The protesters then proceeded to the French and British embassies and the country headquarters of Unicef.

Ou Virak, president of the Cambodian Center for Human Rights, said the continued use of untrained security forces to enforce the ban on public gatherings was a worrying sign.

“This comes from this notion that they need to establish control of the streets and remove constitutional rights to free expression. Only in a state of emergency this happens,” he said.

“They must be learning from China and Vietnam. This is what they do.
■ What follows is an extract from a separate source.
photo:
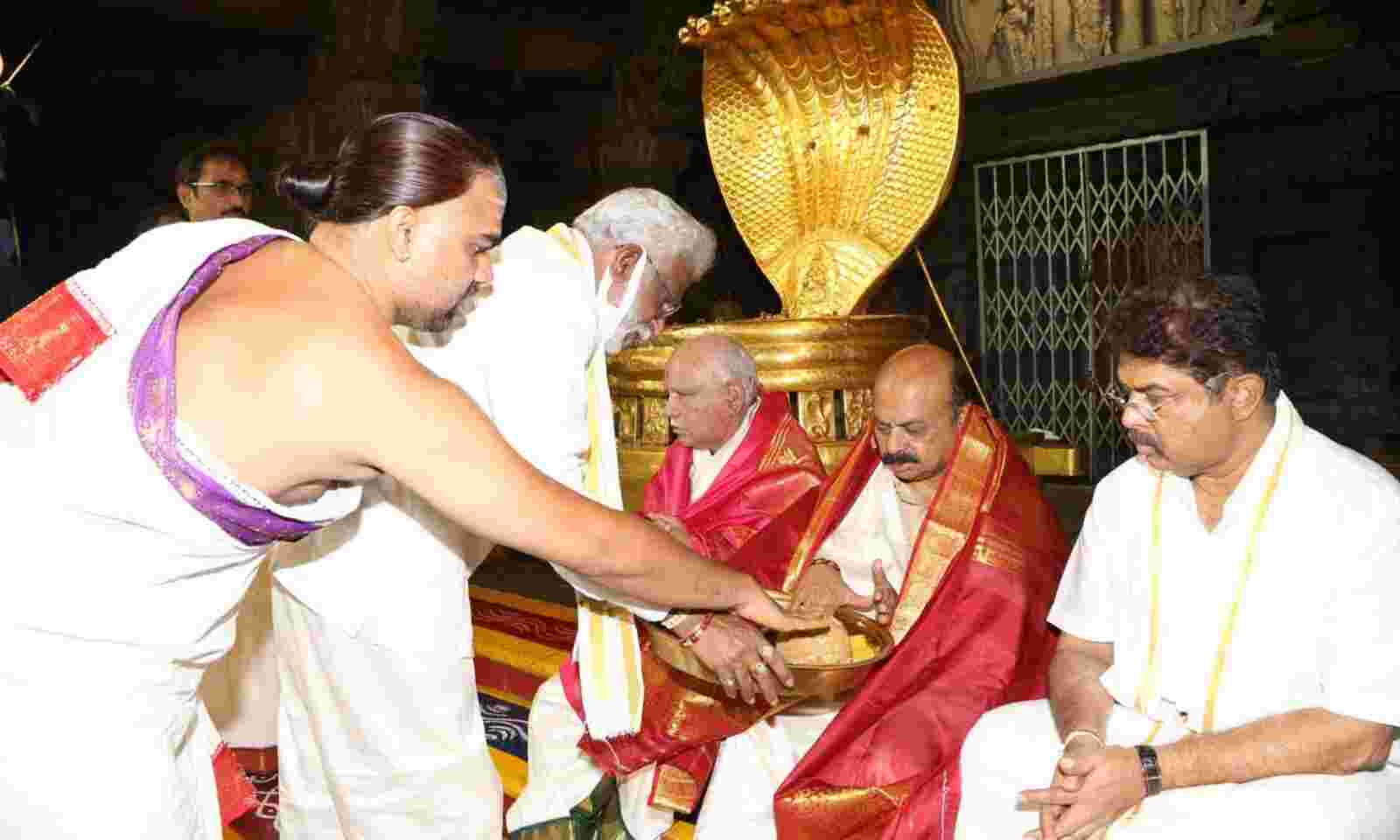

These are basically hired thugs; it’s a lot easier to hire thugs.”

Others temporarily detained today include Boeung Kak activists Song Sreyleap, Pan Chunreth, Bov Sorphea, Erm Sreytouch and Ngoun Kimlang as well as Choung Sopheap from the Thmor Kaul airport-area community, Long Kim Heang of the Housing Rights Task Force and Cheang Thida, an activist with the Cambodian Alliance of Trade Unions.

Rights group Licadho, in a statement released after the 11 were arrested, said that 22 of the 23 arrested after the crackdown on garment workers and opposition supporters earlier this month had been refused bail.

The Phnom Penh Appeal Court has yet to rule on whether Vorn Pov, president of Independent Democracy of Informal Economy Association, should be granted bail.